二つ目は、やはり「LINEとの違い」です。LINEは広く普及しており便利ですが、どうしても通知が過剰になったり、広告と混同されて敬遠されたりすることがあります。その点、melmoは余計なコストがかからず、通知も予約や医療に関するものに限定されるため、患者様に長く使っていただける「医院のベースツール(インフラ)」として非常に優れています。

一定数、特別な対応が必要なケースにはLINEやSMS、電話などが有効ですが、全員に対するベースのリマインドツールとしては、専用アプリであるmelmoに分があると感じます。「流行りだから」ではなく、医院の基盤を整えるツールとして導入するには、汎用性の高いmelmoが最適解だと思います。

そもそも、キャンセル率の改善に最も効果があるのは、患者様の通院への価値認識を高めることと、信頼構築です。リマインダーやキャンセル規定はその補助要素であって、信頼構築が成立していない状況での過剰なリマインドは効果が限定されることもあります。その点で、診察券アプリは押し付け感がなく、適度なリマインド効果を有しており、自然に受け入れられやすいと感じます。
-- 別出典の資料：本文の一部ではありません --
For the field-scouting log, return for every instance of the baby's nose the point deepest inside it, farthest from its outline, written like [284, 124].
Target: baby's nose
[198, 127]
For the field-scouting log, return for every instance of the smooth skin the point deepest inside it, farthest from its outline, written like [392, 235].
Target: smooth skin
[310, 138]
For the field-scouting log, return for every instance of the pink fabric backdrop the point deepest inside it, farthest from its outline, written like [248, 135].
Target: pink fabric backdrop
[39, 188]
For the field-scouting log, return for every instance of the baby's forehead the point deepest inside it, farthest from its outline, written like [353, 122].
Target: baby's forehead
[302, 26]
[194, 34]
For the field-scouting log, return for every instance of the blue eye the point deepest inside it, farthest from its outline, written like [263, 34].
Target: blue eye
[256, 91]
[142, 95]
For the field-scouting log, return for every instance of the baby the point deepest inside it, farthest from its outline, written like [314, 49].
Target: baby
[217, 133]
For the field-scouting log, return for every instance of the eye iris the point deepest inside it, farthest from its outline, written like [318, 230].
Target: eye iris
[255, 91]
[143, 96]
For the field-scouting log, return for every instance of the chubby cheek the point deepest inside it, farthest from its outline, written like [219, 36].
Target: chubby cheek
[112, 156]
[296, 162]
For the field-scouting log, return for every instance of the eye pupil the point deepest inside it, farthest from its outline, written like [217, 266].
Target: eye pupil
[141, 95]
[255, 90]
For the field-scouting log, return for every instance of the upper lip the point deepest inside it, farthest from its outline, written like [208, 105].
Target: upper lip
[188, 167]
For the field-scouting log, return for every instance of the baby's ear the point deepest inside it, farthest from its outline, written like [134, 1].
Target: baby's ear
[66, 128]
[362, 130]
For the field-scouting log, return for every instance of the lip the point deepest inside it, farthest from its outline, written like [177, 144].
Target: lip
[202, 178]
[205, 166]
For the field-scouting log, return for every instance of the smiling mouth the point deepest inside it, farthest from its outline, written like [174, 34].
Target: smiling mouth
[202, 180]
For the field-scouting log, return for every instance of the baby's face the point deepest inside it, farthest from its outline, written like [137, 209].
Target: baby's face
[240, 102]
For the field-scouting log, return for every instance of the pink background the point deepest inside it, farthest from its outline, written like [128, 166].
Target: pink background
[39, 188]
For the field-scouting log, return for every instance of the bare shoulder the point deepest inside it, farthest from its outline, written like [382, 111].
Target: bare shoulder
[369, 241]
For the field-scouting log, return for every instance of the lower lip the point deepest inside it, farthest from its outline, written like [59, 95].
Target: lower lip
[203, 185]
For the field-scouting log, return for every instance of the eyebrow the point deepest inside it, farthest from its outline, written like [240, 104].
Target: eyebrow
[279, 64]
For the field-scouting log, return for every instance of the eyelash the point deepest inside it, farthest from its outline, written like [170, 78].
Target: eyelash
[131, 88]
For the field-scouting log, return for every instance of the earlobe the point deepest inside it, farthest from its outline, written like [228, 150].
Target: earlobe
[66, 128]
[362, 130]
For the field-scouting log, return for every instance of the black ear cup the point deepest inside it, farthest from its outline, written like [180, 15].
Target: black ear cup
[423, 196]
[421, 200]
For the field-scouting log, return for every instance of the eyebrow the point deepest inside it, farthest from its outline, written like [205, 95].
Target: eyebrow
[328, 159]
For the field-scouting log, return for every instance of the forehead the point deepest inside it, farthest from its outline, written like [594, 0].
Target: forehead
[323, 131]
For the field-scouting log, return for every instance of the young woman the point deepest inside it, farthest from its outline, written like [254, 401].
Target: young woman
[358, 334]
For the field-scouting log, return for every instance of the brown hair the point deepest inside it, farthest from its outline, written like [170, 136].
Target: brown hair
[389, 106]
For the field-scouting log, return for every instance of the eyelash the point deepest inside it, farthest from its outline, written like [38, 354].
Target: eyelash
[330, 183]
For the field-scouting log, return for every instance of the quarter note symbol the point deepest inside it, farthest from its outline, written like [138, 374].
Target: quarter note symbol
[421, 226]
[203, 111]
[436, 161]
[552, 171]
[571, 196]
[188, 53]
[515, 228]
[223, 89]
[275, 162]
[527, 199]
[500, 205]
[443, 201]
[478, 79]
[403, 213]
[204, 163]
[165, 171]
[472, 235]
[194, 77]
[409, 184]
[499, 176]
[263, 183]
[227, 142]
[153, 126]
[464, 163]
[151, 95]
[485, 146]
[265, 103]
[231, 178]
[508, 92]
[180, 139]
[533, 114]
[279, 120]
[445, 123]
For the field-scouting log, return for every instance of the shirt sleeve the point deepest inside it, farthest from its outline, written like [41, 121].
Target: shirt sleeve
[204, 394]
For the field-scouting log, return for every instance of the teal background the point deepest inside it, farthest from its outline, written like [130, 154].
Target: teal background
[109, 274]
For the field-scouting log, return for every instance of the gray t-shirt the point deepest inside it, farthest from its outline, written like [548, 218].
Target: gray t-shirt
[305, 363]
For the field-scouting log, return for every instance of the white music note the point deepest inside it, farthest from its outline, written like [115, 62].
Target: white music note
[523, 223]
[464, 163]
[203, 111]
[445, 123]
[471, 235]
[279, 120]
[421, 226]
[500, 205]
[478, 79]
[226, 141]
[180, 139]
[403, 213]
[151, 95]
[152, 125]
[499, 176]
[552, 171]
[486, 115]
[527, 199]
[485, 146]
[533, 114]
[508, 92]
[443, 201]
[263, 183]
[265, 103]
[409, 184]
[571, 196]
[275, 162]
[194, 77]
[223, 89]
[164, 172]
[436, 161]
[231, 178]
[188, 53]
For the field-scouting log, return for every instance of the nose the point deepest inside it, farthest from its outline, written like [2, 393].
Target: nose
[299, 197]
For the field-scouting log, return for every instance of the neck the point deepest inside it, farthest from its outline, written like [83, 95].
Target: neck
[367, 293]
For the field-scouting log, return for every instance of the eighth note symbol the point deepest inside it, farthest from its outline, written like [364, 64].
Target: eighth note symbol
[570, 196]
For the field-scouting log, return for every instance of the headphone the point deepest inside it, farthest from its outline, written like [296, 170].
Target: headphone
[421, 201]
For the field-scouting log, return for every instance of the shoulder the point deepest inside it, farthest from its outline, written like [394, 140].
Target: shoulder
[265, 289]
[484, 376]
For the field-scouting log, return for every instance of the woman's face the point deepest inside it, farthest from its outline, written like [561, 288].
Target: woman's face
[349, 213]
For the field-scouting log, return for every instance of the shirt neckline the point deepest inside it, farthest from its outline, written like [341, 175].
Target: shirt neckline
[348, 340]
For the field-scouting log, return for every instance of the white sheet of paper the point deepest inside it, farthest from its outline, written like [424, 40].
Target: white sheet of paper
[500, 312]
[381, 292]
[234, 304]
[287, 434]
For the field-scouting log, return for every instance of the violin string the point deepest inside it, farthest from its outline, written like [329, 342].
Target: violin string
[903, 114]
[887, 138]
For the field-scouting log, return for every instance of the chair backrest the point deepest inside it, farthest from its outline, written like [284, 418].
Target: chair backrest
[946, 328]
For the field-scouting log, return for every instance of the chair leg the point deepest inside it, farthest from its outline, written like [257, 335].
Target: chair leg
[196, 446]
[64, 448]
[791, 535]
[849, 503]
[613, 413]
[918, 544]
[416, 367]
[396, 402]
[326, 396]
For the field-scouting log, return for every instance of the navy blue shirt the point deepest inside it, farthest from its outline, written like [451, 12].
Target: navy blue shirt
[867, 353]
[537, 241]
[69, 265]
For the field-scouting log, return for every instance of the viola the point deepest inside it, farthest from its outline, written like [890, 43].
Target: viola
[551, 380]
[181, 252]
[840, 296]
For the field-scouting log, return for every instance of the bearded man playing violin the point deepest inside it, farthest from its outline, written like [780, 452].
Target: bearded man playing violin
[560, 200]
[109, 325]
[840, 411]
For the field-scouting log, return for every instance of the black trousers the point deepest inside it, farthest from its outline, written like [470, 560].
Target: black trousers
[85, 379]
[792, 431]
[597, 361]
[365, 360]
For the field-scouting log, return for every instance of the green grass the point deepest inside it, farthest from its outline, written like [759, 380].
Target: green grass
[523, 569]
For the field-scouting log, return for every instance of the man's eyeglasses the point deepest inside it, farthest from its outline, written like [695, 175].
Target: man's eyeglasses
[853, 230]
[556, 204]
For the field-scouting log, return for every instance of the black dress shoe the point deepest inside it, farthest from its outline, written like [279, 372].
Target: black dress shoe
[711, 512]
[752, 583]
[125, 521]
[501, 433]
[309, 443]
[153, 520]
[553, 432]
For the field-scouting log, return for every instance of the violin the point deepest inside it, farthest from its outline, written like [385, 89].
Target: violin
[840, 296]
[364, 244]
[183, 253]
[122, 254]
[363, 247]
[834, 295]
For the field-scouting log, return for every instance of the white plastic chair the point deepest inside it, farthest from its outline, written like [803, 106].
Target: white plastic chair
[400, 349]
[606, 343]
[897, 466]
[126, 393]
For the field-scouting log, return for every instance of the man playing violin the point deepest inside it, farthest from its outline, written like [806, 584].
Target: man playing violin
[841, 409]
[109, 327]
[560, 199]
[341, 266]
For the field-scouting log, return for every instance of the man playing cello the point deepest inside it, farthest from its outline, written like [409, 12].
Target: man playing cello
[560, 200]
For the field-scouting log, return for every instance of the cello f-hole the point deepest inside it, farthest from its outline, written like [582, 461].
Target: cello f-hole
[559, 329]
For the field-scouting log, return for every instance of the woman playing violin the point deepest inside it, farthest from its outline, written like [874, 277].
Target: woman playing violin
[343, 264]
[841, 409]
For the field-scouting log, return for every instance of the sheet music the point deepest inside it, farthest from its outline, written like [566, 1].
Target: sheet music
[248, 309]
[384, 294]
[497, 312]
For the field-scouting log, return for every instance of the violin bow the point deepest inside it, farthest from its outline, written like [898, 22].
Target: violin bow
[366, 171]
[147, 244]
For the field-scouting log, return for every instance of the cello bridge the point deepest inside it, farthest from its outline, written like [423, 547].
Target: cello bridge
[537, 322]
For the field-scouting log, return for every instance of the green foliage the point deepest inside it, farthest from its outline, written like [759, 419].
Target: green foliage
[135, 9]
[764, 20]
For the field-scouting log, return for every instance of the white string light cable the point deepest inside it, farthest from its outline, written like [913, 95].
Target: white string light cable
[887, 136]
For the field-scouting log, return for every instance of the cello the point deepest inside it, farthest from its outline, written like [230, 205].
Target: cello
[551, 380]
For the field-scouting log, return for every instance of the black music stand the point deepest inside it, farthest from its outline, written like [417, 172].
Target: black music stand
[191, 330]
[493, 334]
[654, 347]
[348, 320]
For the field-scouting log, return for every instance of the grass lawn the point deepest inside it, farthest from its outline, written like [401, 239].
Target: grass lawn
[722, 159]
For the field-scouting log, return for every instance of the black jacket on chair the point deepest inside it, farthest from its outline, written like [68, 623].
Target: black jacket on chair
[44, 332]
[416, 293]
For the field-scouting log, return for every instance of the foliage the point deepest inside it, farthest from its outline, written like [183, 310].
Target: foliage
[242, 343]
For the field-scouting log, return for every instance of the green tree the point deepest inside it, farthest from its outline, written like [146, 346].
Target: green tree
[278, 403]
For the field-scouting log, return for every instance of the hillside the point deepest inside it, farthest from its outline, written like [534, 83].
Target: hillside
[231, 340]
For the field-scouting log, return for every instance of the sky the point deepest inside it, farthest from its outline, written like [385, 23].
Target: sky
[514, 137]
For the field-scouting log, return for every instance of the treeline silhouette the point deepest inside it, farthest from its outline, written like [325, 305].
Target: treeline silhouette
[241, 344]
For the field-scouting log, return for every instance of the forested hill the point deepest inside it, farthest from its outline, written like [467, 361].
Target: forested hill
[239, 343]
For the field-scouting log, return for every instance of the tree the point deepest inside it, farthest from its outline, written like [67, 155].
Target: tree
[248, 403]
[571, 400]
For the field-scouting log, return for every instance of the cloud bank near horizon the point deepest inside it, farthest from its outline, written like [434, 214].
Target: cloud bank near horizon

「人が不要」ではなく「労力を下げる」。デジタル化で目指す未来

今後の機能に関するご要望や、医院としての展望についてお聞かせください。

機能面では、リマインド通知に「次回はマウスピースを持ってきてください」などといった簡単なメモを添えられる機能があると嬉しいですね。

当院の方針として、ペーパーレスやデジタル化は進めますが、それは「人が不要になる」という意味ではありません。コミュニケーションが発生する煩わしさの中にこそ、医療を行う上で重要な信頼関係の構築のヒントがあります。

あくまでも「労力を下げる」ためのツールとしてmelmoを活用し、それによって生まれた余裕を、患者様との温かいコミュニケーションに充てていきたいと考えています。医療体験をなめらかにし、人と人との関わりをより豊かにすることこそが、私たちが目指すデジタル活用の形です。